We tested SpeexDSP extensively. It showed 99% suppression on synthetic audio but failed on roughly 50% of real PSTN calls.

Cross-correlation (voiceclean's approach)

voiceclean doesn't model the echo path. It uses a simpler physical property: echo is correlated with the reference signal. Real speech is not.

Algorithm

For each chunk of mic audio (default 40 ms):

Step 1: Cross-correlation

Compute normalized cross-correlation between the mic chunk and a ring buffer of recent reference (bot) audio using FFT:

xcorr = IFFT( FFT(mic) * conj(FFT(reference)) )
normalized = |xcorr| / sqrt(mic_energy * ref_energy)
peak = max(normalized)

If peak < correlation_threshold (default 0.15), no echo is present — the audio passes through unchanged.

Step 2: Lag detection

If echo is detected, the lag (time offset) of the peak tells us where in the reference buffer the echo originates:

lag = argmax(normalized)

This lag corresponds to the round-trip delay through the PSTN network (typically 100–500 ms).

Step 3: Spectral masking

Extract the reference segment at the detected lag and compute spectral masks:

mic_spectrum = FFT(mic_chunk)
ref_spectrum = FFT(reference_at_lag)

echo_ratio = |ref_spectrum| / (|mic_spectrum| + epsilon)

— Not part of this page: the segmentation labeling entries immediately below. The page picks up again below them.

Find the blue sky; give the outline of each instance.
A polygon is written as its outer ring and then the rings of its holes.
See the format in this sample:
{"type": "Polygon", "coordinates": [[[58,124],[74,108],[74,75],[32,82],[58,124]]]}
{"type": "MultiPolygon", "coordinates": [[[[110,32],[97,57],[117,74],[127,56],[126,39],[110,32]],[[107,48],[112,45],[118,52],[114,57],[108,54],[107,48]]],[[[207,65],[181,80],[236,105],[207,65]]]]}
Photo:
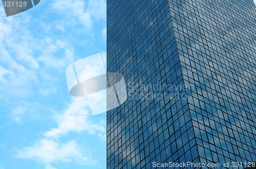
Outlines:
{"type": "Polygon", "coordinates": [[[44,0],[8,17],[1,5],[0,51],[0,169],[105,168],[106,117],[69,94],[65,71],[105,55],[105,1],[44,0]]]}

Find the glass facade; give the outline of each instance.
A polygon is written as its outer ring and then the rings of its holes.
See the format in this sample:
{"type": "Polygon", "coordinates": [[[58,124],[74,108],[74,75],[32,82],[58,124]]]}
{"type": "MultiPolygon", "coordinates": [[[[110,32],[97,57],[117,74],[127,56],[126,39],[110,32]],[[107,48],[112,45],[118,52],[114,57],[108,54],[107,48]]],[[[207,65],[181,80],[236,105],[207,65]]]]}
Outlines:
{"type": "Polygon", "coordinates": [[[107,0],[107,70],[127,95],[107,112],[107,168],[256,160],[255,33],[252,0],[107,0]]]}

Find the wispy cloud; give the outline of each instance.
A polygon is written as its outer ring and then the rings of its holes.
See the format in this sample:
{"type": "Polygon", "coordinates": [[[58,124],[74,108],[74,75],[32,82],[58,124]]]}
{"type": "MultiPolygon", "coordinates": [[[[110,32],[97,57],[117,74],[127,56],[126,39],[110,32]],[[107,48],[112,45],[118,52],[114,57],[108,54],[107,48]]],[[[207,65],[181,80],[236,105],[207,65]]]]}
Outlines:
{"type": "Polygon", "coordinates": [[[26,111],[26,108],[18,107],[14,109],[11,114],[12,119],[18,124],[22,123],[22,116],[26,111]]]}
{"type": "Polygon", "coordinates": [[[16,157],[35,160],[46,168],[53,168],[54,163],[74,161],[81,165],[96,164],[97,160],[93,159],[93,155],[82,151],[82,148],[75,140],[63,143],[61,138],[71,132],[86,131],[94,135],[92,136],[105,140],[105,122],[90,120],[90,116],[86,116],[90,114],[86,98],[74,98],[62,113],[55,117],[57,127],[45,132],[44,137],[34,145],[18,150],[16,157]]]}

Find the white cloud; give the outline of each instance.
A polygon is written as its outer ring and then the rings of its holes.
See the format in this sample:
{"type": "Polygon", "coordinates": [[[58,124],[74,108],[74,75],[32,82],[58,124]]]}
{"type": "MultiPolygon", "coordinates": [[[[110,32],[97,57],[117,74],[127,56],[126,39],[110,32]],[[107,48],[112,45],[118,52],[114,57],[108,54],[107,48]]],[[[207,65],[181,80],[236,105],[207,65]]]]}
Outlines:
{"type": "Polygon", "coordinates": [[[82,1],[54,1],[52,4],[52,8],[59,13],[65,15],[70,18],[68,20],[69,23],[67,22],[68,21],[66,20],[62,24],[59,24],[59,27],[66,27],[65,25],[70,25],[81,23],[86,29],[91,29],[93,20],[90,12],[85,11],[84,6],[85,4],[82,1]]]}
{"type": "Polygon", "coordinates": [[[74,141],[62,143],[52,139],[42,139],[33,146],[18,151],[16,157],[34,160],[44,164],[46,168],[54,168],[52,165],[58,162],[75,161],[81,164],[92,164],[95,161],[91,155],[83,154],[82,148],[74,141]]]}
{"type": "Polygon", "coordinates": [[[86,98],[75,98],[62,114],[56,116],[58,127],[46,132],[45,137],[32,146],[18,151],[16,157],[35,160],[44,164],[47,169],[55,168],[52,166],[54,163],[71,161],[80,165],[97,165],[92,154],[83,150],[75,140],[63,143],[60,139],[70,132],[86,131],[105,140],[105,122],[91,121],[91,116],[87,116],[89,113],[86,98]]]}
{"type": "Polygon", "coordinates": [[[62,114],[56,116],[57,128],[45,133],[47,137],[59,137],[69,132],[86,131],[90,134],[105,132],[103,122],[94,123],[90,121],[90,108],[86,97],[76,97],[62,114]]]}
{"type": "Polygon", "coordinates": [[[96,20],[106,19],[106,2],[105,0],[90,0],[87,10],[96,20]]]}

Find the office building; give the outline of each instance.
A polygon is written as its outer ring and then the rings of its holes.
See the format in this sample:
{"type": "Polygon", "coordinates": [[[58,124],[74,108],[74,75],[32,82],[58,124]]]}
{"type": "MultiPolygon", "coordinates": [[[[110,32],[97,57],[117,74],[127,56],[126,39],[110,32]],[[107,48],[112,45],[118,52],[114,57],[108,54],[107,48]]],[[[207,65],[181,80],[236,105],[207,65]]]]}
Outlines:
{"type": "Polygon", "coordinates": [[[128,97],[107,112],[107,168],[256,160],[255,53],[252,0],[107,0],[107,70],[128,97]]]}

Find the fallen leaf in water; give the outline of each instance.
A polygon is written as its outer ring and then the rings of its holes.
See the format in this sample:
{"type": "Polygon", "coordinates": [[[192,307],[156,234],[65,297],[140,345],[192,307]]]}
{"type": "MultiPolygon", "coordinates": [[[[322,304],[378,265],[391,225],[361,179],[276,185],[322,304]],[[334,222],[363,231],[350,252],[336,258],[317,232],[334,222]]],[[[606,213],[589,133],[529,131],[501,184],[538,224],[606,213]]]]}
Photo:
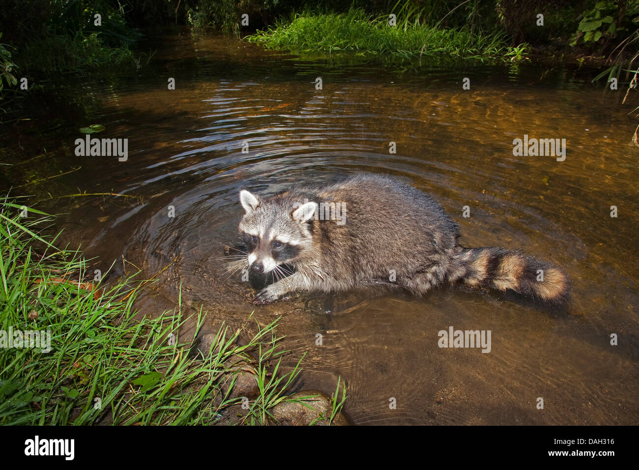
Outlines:
{"type": "Polygon", "coordinates": [[[282,104],[277,105],[277,106],[272,106],[270,107],[263,107],[263,111],[272,111],[275,109],[281,109],[283,107],[286,107],[287,106],[290,106],[293,103],[282,103],[282,104]]]}
{"type": "Polygon", "coordinates": [[[80,132],[83,134],[95,134],[96,132],[101,132],[105,129],[107,128],[102,124],[91,124],[88,127],[81,127],[80,132]]]}

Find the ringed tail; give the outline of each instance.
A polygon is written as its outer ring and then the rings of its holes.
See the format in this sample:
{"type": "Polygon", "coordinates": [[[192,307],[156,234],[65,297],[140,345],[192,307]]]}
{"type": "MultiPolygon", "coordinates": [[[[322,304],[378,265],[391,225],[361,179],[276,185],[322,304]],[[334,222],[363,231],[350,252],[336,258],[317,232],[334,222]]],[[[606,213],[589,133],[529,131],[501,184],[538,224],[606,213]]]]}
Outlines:
{"type": "Polygon", "coordinates": [[[495,247],[462,248],[454,279],[471,287],[512,289],[551,304],[564,304],[570,298],[571,281],[553,265],[495,247]]]}

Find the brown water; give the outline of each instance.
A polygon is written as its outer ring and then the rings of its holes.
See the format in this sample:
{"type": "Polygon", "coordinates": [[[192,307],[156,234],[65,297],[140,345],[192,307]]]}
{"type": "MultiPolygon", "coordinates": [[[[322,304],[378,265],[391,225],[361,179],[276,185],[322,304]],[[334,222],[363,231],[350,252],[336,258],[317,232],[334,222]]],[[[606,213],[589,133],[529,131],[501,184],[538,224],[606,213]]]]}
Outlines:
{"type": "Polygon", "coordinates": [[[185,302],[210,312],[206,331],[222,320],[235,329],[254,309],[261,324],[279,317],[287,364],[307,352],[296,388],[330,394],[341,376],[357,424],[639,424],[639,171],[636,122],[626,114],[634,106],[619,106],[624,91],[603,92],[592,72],[560,67],[404,70],[186,34],[153,47],[139,73],[68,84],[59,119],[31,137],[48,153],[5,170],[15,185],[81,166],[21,191],[136,196],[38,207],[66,213],[57,228],[98,257],[96,269],[119,260],[111,279],[123,272],[123,255],[146,277],[176,258],[140,298],[142,313],[174,308],[181,282],[185,302]],[[74,155],[78,129],[91,123],[106,127],[96,137],[128,138],[127,162],[74,155]],[[525,134],[566,139],[566,161],[513,156],[512,139],[525,134]],[[254,307],[253,291],[226,278],[220,260],[242,214],[239,190],[360,171],[429,192],[460,224],[464,246],[522,249],[561,265],[574,281],[569,306],[452,287],[422,300],[343,296],[332,313],[321,297],[254,307]],[[490,330],[491,352],[440,349],[438,332],[451,325],[490,330]]]}

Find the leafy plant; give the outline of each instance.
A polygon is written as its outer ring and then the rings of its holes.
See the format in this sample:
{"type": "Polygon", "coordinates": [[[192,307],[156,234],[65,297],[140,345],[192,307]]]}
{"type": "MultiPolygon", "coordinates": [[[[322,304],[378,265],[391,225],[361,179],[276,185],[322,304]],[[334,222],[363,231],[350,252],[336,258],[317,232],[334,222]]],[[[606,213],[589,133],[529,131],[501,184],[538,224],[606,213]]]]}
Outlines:
{"type": "Polygon", "coordinates": [[[584,12],[577,32],[573,36],[570,45],[580,42],[597,42],[605,35],[613,37],[618,28],[619,6],[608,0],[597,2],[595,8],[584,12]]]}
{"type": "MultiPolygon", "coordinates": [[[[2,33],[0,33],[0,38],[2,38],[2,33]]],[[[17,66],[13,63],[11,59],[11,52],[7,50],[7,47],[10,47],[8,44],[0,43],[0,91],[4,88],[4,82],[8,85],[15,86],[18,83],[12,72],[17,66]]]]}

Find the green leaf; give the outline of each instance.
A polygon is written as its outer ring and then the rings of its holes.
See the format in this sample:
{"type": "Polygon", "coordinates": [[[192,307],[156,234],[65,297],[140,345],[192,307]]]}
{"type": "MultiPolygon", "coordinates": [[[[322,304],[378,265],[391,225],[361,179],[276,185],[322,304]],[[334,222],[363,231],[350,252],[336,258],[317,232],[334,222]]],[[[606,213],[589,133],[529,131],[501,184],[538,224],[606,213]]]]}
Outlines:
{"type": "Polygon", "coordinates": [[[584,33],[587,33],[588,31],[594,31],[601,26],[601,20],[595,20],[594,21],[581,20],[581,22],[579,24],[579,30],[583,31],[584,33]]]}
{"type": "Polygon", "coordinates": [[[142,386],[140,391],[144,393],[147,390],[155,386],[157,381],[162,377],[162,374],[159,372],[150,372],[141,375],[133,381],[134,385],[142,386]]]}
{"type": "Polygon", "coordinates": [[[96,132],[101,132],[105,129],[106,127],[102,124],[91,124],[88,127],[81,127],[80,132],[83,134],[95,134],[96,132]]]}

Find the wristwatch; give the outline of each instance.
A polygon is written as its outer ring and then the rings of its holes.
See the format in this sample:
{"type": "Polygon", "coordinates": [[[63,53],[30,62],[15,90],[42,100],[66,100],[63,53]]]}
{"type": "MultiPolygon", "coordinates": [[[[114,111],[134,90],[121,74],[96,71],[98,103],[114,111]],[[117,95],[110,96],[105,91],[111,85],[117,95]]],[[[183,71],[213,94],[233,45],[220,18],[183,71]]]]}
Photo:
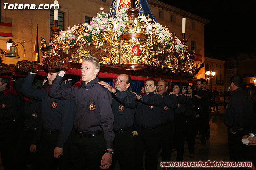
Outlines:
{"type": "Polygon", "coordinates": [[[141,99],[142,98],[142,96],[141,95],[140,95],[139,96],[139,97],[140,97],[140,99],[139,99],[139,100],[141,100],[141,99]]]}
{"type": "Polygon", "coordinates": [[[114,154],[114,150],[112,151],[111,150],[105,150],[105,153],[110,153],[113,156],[114,154]]]}

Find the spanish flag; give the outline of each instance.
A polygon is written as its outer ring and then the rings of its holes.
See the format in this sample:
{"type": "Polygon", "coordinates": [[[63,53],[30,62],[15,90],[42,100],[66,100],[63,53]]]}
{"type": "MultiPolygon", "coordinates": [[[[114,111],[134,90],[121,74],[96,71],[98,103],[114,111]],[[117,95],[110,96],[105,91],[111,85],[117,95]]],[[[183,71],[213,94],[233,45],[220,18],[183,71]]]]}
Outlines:
{"type": "Polygon", "coordinates": [[[38,43],[38,25],[36,25],[36,37],[35,41],[35,45],[34,47],[34,52],[33,53],[35,56],[35,60],[36,61],[40,62],[39,57],[39,44],[38,43]]]}
{"type": "Polygon", "coordinates": [[[194,76],[194,77],[196,78],[198,76],[199,76],[201,74],[202,74],[204,76],[204,74],[205,73],[205,69],[204,69],[205,62],[205,61],[204,61],[202,63],[200,64],[200,66],[196,69],[194,73],[195,76],[194,76]]]}

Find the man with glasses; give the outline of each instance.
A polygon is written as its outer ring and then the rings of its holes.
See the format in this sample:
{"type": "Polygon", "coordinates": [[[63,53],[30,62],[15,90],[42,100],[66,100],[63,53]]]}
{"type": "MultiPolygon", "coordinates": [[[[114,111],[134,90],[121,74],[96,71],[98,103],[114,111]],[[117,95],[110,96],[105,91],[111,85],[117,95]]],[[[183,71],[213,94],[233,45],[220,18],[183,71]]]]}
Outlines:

Frequency bins where echo dominates (high echo_ratio) are suppressed. Bins with uncorrelated energy (real user speech) are preserved. The suppression strength scales with correlation confidence.

         echo detected
┌─────────────────────────┐
│   Spectral Masking      │
│                         │
│   Echo bins → suppress  │
│   Speech bins → keep    │
└─────────────────────────┘
      cleaned audio

Why this works better than adaptive filtering

Property Adaptive filter Cross-correlation
Convergence Needs time to learn echo path Stateless — works on first frame
Non-linear echo Fails (linear model assumption) Works (correlation survives distortion)
Consistency Intermittent failures Same answer every time
Double-talk Struggles to separate signals Correlation is per-frequency — can preserve uncorrelated speech bins
Dependencies Requires C library (libspeexdsp) Pure numpy

Signal flow

Bot TTS audio ──► feed_reference() ──► reference ring buffer
                                    cross-correlation (FFT)
                                         peak > threshold?
                                          ╱           ╲
                                       Yes             No
                                        │               │
                                  spectral mask    pass through
                                        │               │
                                        ▼               ▼
Caller mic audio ──► process() ──────────────────► clean audio

Limitations

  • Not a noise suppressor. voiceclean suppresses echo (audio correlated with the reference). Uncorrelated background noise passes through. For noise suppression, use a dedicated tool (ai-coustics, RNNoise, etc.).
  • Requires a reference signal. AEC only works if you feed the bot's outgoing audio via feed_reference(). Without it, all audio passes through unchanged.
  • Latency. The 40 ms chunk size adds ~40 ms of processing latency. This is negligible for telephony (PSTN round-trip is already 100–500 ms) but matters for ultra-low-latency applications.